“L’uso della vita.1968” vince il premio Volponi
L’uso della vita. 1968 di Romano Luperini ha vinto ex aequo con La lucina di Antonio Moresco e Il gabinetto del dottore Kafka di Francesco Permunian la X edizione del Premio Nazionale Paolo Volponi. Il libro è stato inoltre proclamato “supervincitore” dello stesso premio dalla giuria popolare. Con l’occasione pubblichiamo le ultime pagine del romanzo.
Il sessantotto era finito, ed era finito come se avesse perduto per via buona parte della sua leggerezza…Eppure, pensava Marcello mentre dalla posta tornava a casa dalla madre, lui stesso, ch eppure di natura si si sentiva pesante, ne era stato travolto e come trascinato via.
La mamma, come faceva tutte le mattine quando riassettava le stanze aveva spalancato tutte le finestre, rovesciando sul davanzale il materasso e i cuscini per fargli prendere aria e sprimacciarli. Marcello si affacciò a quella del salotto. Era una bella giornata, il clima mite, il sole illuminava già il rettangolo della finestra, inondava la stanza di luce. Fuori, in alto, il cielo era una vela d’azzurro tra i tetti delle case. Davanti, le macerie erano sparite dalla spianata, scomparsi anche i camion, le gru, le ruspe; già si intravedevano al loro posto gli spazi squadrati dei futuri palazzi e l’intersecarsi della nuove strade. Dell’intrico di cunicoli, di muri, di mezzanini sospesi nel vuoto, da dove aveva spiato il babbo e la zia, non rimaneva più nulla. Come se non fossero mai esistiti. Più in là, alla fermata delle autolinee, dove Soriano era balzato sull’autobus, il giardinetto con le siepi di pitosforo era stato allargato, ora vi si vedevano anche un’aiuola e una seconda panchina.
Marcello pensava alla leggerezza di Soriano, non era incerta né svagata, ma a suo modo decisa, orientata a una meta. L’aveva ritrovata anche in Ilaria, nei gesti e nei movimenti dei compagni, nelle facoltà occupate e davanti alle fabbriche, e persino in se stesso. Ecco, l’uso formale della vita probabilmente non era altro che questo.

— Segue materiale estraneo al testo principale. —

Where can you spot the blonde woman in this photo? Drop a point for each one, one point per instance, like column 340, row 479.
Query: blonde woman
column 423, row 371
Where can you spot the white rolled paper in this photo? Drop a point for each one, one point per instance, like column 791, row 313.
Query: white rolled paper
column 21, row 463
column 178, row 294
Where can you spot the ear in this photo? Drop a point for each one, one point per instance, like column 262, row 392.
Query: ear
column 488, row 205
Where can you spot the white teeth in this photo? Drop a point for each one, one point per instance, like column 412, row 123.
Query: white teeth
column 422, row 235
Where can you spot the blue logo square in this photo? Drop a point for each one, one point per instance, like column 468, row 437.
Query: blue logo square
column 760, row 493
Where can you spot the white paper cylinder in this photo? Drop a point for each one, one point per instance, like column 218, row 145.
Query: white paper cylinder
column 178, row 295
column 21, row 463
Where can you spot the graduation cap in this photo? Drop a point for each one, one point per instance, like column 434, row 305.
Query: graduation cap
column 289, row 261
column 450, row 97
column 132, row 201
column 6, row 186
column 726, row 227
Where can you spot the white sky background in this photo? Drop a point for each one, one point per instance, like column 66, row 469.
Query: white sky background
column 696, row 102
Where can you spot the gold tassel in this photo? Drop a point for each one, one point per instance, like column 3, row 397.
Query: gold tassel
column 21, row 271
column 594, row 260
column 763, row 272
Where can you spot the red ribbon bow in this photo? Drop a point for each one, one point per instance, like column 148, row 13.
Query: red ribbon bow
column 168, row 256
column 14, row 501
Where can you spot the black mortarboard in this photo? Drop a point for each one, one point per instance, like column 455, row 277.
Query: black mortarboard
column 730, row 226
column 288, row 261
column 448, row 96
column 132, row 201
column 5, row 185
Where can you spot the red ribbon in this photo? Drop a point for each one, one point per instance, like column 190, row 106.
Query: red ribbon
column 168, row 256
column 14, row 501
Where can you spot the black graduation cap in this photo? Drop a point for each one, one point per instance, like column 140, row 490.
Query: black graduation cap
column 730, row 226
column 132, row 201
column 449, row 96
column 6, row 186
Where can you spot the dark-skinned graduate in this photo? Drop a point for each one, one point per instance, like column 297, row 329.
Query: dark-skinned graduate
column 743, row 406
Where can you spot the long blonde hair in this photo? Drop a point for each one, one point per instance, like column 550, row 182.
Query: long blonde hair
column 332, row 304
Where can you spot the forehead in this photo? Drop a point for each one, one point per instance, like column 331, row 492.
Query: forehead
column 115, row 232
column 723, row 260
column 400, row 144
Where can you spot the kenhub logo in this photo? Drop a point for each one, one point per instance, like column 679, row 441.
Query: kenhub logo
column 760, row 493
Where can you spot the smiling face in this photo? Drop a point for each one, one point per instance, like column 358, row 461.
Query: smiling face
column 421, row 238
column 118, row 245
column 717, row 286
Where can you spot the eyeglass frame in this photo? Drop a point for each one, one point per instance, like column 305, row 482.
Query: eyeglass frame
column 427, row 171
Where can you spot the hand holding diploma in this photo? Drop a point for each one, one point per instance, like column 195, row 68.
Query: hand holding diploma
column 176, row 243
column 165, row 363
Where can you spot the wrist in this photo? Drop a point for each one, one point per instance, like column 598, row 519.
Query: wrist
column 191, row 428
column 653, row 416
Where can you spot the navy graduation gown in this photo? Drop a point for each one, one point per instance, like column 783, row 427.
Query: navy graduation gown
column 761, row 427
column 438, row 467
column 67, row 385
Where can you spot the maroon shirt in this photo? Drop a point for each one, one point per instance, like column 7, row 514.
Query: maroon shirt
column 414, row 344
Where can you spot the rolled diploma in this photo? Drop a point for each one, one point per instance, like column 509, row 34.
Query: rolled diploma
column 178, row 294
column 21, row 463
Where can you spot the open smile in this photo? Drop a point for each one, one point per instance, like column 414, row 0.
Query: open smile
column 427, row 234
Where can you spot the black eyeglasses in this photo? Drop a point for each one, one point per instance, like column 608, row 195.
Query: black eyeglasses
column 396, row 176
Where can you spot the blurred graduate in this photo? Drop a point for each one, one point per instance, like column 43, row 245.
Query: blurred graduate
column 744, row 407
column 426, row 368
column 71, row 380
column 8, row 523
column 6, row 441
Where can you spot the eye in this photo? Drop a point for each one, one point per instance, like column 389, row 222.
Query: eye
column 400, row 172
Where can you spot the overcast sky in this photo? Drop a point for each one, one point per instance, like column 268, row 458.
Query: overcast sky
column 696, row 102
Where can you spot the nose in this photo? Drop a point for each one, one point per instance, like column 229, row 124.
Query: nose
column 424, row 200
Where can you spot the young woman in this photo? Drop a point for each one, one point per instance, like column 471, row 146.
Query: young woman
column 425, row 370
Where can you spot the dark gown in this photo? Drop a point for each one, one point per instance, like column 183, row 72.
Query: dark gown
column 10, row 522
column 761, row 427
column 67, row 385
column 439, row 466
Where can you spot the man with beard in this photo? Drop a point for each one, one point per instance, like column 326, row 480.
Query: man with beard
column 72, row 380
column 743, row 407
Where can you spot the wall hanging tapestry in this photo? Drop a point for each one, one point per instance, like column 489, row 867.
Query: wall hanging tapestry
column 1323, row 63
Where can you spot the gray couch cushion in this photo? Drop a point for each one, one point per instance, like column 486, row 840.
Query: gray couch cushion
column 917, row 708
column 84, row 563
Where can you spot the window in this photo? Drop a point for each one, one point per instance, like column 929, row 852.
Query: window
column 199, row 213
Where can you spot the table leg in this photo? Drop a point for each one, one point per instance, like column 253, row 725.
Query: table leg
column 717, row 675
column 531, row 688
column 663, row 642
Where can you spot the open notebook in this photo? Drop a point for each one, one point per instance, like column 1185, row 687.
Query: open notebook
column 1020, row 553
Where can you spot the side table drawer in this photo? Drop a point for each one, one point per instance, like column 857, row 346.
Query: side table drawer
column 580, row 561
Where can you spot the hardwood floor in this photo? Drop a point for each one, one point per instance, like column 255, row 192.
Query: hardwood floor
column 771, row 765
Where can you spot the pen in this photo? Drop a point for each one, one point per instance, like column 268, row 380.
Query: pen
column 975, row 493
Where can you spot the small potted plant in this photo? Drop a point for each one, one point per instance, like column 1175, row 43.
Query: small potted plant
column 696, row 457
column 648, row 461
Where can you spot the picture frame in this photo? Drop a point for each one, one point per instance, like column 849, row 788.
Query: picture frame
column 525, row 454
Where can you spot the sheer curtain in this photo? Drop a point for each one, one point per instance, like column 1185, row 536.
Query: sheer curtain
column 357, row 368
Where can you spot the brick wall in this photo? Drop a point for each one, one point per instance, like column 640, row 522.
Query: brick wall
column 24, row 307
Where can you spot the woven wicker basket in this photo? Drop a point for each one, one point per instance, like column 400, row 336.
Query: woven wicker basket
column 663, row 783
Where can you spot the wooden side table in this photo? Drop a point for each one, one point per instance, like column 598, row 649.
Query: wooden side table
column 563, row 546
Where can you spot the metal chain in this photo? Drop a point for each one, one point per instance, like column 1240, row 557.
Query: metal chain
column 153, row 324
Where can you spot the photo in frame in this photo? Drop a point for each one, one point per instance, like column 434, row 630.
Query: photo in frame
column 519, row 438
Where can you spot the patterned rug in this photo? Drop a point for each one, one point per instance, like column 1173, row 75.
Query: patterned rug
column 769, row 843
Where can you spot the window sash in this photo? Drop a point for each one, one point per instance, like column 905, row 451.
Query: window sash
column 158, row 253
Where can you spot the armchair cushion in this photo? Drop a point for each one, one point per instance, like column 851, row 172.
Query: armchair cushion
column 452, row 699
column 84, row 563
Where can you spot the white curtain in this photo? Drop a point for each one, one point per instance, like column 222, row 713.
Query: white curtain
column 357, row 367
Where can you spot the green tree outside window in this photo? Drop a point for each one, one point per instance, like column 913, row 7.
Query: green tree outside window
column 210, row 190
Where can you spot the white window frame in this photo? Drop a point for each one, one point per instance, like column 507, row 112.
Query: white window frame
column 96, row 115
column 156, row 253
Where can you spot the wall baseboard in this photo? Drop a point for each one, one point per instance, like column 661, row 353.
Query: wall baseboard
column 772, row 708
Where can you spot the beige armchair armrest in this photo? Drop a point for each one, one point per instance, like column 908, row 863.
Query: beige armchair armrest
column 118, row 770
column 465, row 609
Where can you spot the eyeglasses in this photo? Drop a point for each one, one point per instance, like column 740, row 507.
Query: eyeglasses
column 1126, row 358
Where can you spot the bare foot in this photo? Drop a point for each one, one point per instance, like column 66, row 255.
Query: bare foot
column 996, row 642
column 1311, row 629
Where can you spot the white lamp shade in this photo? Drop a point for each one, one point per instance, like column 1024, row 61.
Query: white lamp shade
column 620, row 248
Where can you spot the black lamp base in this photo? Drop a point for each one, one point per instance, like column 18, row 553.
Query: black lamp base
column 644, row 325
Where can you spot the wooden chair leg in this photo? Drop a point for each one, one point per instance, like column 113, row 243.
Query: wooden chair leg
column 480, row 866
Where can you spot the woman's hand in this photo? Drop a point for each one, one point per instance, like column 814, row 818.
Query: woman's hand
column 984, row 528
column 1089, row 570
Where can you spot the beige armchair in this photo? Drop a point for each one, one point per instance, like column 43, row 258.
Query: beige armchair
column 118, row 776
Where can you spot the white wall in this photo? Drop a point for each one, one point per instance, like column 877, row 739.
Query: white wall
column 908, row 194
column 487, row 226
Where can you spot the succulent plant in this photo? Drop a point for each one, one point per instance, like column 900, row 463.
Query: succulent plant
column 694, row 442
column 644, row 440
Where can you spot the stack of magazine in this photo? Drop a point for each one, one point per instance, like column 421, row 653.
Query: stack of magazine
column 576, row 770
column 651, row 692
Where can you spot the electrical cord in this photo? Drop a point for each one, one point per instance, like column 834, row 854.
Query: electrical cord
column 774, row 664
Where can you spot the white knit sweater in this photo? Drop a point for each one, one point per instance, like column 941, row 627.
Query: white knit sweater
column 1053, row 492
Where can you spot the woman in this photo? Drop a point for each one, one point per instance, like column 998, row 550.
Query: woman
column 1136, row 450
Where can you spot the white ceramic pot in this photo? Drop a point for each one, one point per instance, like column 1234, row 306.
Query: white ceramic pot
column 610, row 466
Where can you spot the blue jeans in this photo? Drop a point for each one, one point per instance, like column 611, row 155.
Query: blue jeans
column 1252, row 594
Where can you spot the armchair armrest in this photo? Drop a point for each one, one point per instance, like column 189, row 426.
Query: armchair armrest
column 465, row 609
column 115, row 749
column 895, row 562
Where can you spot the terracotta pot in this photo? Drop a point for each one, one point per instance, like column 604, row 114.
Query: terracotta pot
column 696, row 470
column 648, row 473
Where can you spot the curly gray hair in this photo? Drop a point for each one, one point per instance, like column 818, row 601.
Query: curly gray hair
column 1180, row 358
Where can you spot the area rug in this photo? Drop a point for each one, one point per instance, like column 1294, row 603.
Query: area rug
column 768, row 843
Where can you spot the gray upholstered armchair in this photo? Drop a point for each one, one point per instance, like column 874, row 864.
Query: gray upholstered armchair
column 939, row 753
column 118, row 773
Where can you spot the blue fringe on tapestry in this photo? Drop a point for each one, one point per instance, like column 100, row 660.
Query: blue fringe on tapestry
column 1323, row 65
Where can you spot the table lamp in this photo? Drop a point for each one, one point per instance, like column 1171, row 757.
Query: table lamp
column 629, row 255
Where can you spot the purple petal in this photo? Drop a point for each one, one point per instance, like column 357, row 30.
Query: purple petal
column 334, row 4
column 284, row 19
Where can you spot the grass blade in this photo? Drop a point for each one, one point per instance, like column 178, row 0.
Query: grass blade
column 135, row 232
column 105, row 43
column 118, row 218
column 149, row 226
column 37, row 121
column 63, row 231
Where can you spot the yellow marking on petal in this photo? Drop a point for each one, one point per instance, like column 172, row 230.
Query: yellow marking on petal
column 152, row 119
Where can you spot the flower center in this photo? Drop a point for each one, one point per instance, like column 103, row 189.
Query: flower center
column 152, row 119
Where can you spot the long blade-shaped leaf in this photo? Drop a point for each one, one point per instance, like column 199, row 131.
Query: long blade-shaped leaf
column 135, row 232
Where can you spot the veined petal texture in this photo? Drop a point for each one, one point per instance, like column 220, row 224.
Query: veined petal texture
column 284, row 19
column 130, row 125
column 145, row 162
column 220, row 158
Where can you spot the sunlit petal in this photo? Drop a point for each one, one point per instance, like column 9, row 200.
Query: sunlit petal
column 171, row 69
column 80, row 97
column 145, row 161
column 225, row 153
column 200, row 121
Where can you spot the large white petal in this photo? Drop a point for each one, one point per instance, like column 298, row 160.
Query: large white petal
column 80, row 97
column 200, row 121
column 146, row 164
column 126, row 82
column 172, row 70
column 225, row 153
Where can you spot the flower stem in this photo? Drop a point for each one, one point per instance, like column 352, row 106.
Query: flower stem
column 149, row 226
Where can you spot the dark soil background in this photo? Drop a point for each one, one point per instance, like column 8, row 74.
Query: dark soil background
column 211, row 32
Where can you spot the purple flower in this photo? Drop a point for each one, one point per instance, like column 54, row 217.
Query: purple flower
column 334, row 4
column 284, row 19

La mamma stava richiudendo la finestra della camera, nella stanza vicina alla sua. Era rimasta nell’aria, però, una piuma. Marcello la seguì con lo sguardo mentre cambiava di continuo direzione, ora salendo in alto, ora invece scendendo veloce verso l’asfalto, docile al vento. La perse di vista quando intersecò la traiettoria diritta e lieve di un passero che dal tetto si proiettava giù verso il giardinetto, virava sicuro fra la panchina e la siepe, saltellava sul ghiaino, e poi di nuovo rapido saliva su, con qualcosa nel becco, verso la grondaia. La leggerezza del passero non era come quella della piuma, andava conquistata e forse non sarebbe bastata una vita intera.